Unkar was waiting outside as she pulled up. He blinked at her slowly, w
aiting until she’d shut off the speeder and hopped down.
“It’s a Ghtroc 690,” Rey said. “Fully restored, working hyperdrive, everything but the laser cannon and the water tanks. Everything else fully operational, Unkar.”
He blinked at her again, then turned his heavy head to the side, looking toward the airfield. That was when the sound of the engine reached her, and Rey turned to look, as well, just in time to see the Ghtroc rising into the air. It ascended quickly, almost too fast. It banked hard, its nose jerking up. The main engines ignited, and a blue flare of ionized gases jetted from the aft end.

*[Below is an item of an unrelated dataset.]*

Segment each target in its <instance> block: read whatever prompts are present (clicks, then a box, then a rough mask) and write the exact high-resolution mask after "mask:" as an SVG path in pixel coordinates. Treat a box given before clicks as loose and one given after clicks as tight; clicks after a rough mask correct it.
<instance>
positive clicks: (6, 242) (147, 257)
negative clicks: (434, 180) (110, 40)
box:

Then the Ghtroc was a dot in the blue sky.
Then it was gone.
Unkar grunted and headed back inside. Rey heard the outpost coming to life again around her, the voices of scavengers and vendors, Niima returning to normal.
Rey stood there a long time. When she finally moved it was to mount her speeder and drive home, back to the walker. She knew she should be angry, but she wasn’t. It took until that night, until she was sitting on her blankets, punching the lenses out of a battered stormtrooper helmet, for her to understand why. It had always been an issue of trust, but never with Devi and Strunk. It had been about trusting herself.
Devi and Strunk had wanted the one thing that Rey absolutely hadn’t; they’d even told her so right from the start. But she hadn’t listened. She hadn’t heard them, because it was the one thing Rey never allowed herself to consider.
They wanted to leave.
But Rey had to stay. At least until they came back for her.
If she left, her parents would have no way of finding her.
She sighed, the sound echoing through the cramped hull that made her home. She shifted over to the workbench, switched the computer on, and loaded her flight simulator. She selected a Ghtroc 720, a suborbital flight with calm atmospheric conditions and no complications.